Edited on Tue Sep-04-07 10:50 AM by Hissyspit
http://www.afterdowningstreet.org/?q=node/26440

Seven Years in Hell
On Body Counts, Dead Zones, and an Empire of Stupidity
By Tom Engelhardt, TomDispatch

- snip -

In that mud-wrestle of a speech, he invoked "one unmistakable legacy of Vietnam.... that the price of America's withdrawal was paid by millions of innocent citizens whose agonies would add to our vocabulary new terms like ‘boat people,' ‘re-education camps,' and ‘killing fields.'" The man who had so carefully sat out the Vietnam War now proclaimed that Americans never should have left that land.
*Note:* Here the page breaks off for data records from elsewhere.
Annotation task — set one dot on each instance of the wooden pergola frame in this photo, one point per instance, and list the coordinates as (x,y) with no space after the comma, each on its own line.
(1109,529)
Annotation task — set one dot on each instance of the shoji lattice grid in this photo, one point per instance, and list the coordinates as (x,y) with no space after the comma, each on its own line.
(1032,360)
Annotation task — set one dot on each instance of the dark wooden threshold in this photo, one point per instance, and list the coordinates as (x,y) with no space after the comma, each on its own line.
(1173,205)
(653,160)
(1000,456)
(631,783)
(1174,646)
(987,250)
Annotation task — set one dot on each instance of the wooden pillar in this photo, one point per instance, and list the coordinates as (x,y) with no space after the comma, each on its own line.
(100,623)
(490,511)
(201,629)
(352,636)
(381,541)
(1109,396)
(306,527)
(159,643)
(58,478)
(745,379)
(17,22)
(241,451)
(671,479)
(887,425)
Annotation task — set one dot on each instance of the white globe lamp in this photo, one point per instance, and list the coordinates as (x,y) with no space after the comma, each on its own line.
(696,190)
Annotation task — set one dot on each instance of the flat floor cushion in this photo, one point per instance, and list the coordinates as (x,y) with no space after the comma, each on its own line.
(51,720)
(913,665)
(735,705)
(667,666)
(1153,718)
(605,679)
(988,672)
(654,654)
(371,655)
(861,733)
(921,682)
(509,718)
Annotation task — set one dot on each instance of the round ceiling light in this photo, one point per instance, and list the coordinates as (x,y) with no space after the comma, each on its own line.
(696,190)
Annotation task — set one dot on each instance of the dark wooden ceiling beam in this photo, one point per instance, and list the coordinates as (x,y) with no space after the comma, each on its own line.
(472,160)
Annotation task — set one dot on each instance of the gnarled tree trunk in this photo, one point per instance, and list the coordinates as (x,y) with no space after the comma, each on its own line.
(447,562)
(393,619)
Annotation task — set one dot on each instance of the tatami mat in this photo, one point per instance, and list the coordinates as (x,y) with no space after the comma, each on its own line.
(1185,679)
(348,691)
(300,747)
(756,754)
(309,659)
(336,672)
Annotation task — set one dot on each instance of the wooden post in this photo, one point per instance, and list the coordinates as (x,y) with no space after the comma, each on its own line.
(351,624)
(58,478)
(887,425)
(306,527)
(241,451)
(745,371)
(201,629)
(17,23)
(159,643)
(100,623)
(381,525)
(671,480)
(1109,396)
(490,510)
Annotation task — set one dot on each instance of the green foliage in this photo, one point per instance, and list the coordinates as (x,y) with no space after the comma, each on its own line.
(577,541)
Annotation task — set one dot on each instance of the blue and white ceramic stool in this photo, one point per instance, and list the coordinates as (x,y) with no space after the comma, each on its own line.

As he's done with so much else, he also linked the Vietnam War by an act of verbal ju-jitsu to al-Qaeda and the attacks of September 11th. 9/11, too, turned out to be part of the "price" we'd paid for succumbing to "the allure of retreat" and withdrawing way back when. ("In an interview with a Pakistani newspaper after the 9/11 attacks," intoned the President, "Osama bin Laden declared that 'the American people had risen against their government's war in Vietnam. And they must do the same today.'")

Whatever brief respite his August embrace of Vietnam may have given him in the polls, it involved a larger concession on the administration's part. Like its predecessors, the Bush administration and its neocon supporters simply couldn't kick the "Vietnam Syndrome" -- much as they struggled to do so -- any more than a moth could avoid the flame. Now, they found themselves locked in a desperate, hopeless attempt to use Vietnam to recapture the hearts and minds of the American people.

- snip -

Little wonder then that, in the beginning, the Bush administration was eager to avoid the body count, along with body bags and those disintegrative images of the Vietnam war dead coming home in full daylight in sight of television cameras; that it was eager, in fact, to avoid every aspect of a thoroughly discredited war. But here's the irony: From the moment the Afghan War began in 2001, no one had the Vietnam analogy more programmatically on the brain than the Bush team.

- snip -

It's important to remember, however, that there was once quite another tradition in America. Whatever our country was in my 1950s childhood, Americans were still generally raised to believe that empire was a dreadful, un-American thing. We were, of course, already garrisoning the globe, but there was that other hideous empire, the Soviet one, to point to. Perhaps the urge for a republic, not an empire still lies hidden somewhere in the American psyche.

Let's hope so, because one great task ahead for the American people will be to deconstruct whatever is left of our empire of stupidity and of this strange, militarized version of America we live in. We can dream, at least, that someday we'll live in a world where one Defense Department is plenty, where militarized corporations don't have endless battlefields on which to test their next techo-toys, where armies are for the defense of country, not to traipse the world in a state of eternal war, and victory is not vested in imperial conflict on the imagined frontiers of the planet, but in "progress reports" concerned with making life everywhere better, saner, and more peaceable.